Methodology for EV registrations by income

This is a quick documentation behind the graph in the blog post exercise, hosted via Github Pages!

The dataset used comes from https://theicct.org/publications/EV-equity-feb2021, which in a brief paragraph on page 3 used the Atlas EV Hub data to do a crude analysis of adoption for different models by ZIP code income level. Though the data is incomplete, and has inconsistent format and years, it is the most geographically granular dataset that I could find. Individual level data is even more hard to find. The dataset seems good enough for a well-caveated general estimation, much better than generalizing from a single state.

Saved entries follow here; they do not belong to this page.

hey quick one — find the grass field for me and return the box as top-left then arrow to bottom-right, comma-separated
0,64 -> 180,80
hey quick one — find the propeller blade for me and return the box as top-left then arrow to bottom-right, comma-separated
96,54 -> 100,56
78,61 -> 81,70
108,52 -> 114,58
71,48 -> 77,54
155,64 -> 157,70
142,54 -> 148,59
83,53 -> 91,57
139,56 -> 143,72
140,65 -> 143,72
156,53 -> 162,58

States such as California and Massachusetts offer data portals for their rebate programs, but these are uncomparable with more broadly available registrations data.

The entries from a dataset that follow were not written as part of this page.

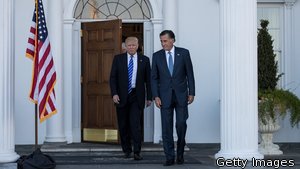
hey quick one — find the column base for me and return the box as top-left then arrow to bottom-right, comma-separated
0,152 -> 19,163
215,150 -> 263,161
44,141 -> 67,144
44,136 -> 67,143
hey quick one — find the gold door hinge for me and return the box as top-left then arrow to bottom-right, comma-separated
80,29 -> 83,37
80,76 -> 83,83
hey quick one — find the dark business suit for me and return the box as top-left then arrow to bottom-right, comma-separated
110,53 -> 152,154
151,47 -> 195,161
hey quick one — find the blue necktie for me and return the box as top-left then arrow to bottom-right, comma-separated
168,51 -> 173,75
128,55 -> 134,93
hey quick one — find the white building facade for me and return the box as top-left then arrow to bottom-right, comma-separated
1,0 -> 300,163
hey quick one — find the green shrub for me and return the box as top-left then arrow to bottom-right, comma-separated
258,20 -> 300,127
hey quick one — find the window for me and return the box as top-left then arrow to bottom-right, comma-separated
74,0 -> 152,19
257,4 -> 284,85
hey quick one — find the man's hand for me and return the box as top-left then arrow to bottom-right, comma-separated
154,97 -> 162,108
146,100 -> 152,107
188,95 -> 194,104
112,95 -> 120,104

IHS Markit seems to provide a more comprehensive view of vehicle sales/registrations, but is not openly available. A more robust iteration of the graphic would use this data source.

#Libraries for use
library(tidyverse) #tidyverse for neat data processing
library(tidycensus)
#census_api_key("INSERT_CENSUS_API_KEY", overwrite = TRUE, install = TRUE)
#Sys.getenv("CENSUS_API_KEY") #check key
library(zipcodeR)
library(reshape2)

The first step would be to download all of the ZIP code level data files from the Atlas EV Hub website https://www.atlasevhub.com/materials/state-ev-registration-data/. I omitted states with only county level data, as that is too coarse to gauge equity impacts without much more comprehensive data. Time periods of each state's dataset can be found on the website too.

I also added in Maryland data from their Open Data Portal, since I happen to live there and found it during my search https://opendata.maryland.gov/Transportation/MD-MDOT-MVA-Electric-and-Plug-in-Hybrid-Vehicle-Re/tugr-unu9.

#First set working directory to folder with all registrations data
# setwd("~/.../.../.../...")
state_abbrevs = c("co", "ct", "mi", "mn", "nj", "ny", "or", "tx", "vt", "wa", "wi") 
filenames = paste0(state_abbrevs, "_ev_registrations_public.csv")
snapshots = c("CO DMV Direct (4/1/2021)", "DMV Direct (1/4/2018)", "DMV Direct (1/27/2020)", "DMV Direct (2/1/2020)", "MVC Direct (12/31/2020)", "NY DATA.NY.GOV (4/1/2021)", "DMV Direct (12/31/2020)", "Registration Data from DFW Clean Cities (4/6/2021)", "DMV Direct (6/26/2020)", "WA DMV Direct (3/15/2021)", "DMV Direct (12/31/2020)") #select snapshots manually to avoid double counting

#download VIN decoder from Atlas EV Hub to join models to classifications of BEV, PHEV, and FCEV. Convert to CSV in Excel to not download xlsx R package
VINdecoder = read_csv("VIN_decoder.csv")
VINdecoder = VINdecoder %>% select(`VIN Prefix`, `VIN Model Year`, Technology, `Vehicle Name`)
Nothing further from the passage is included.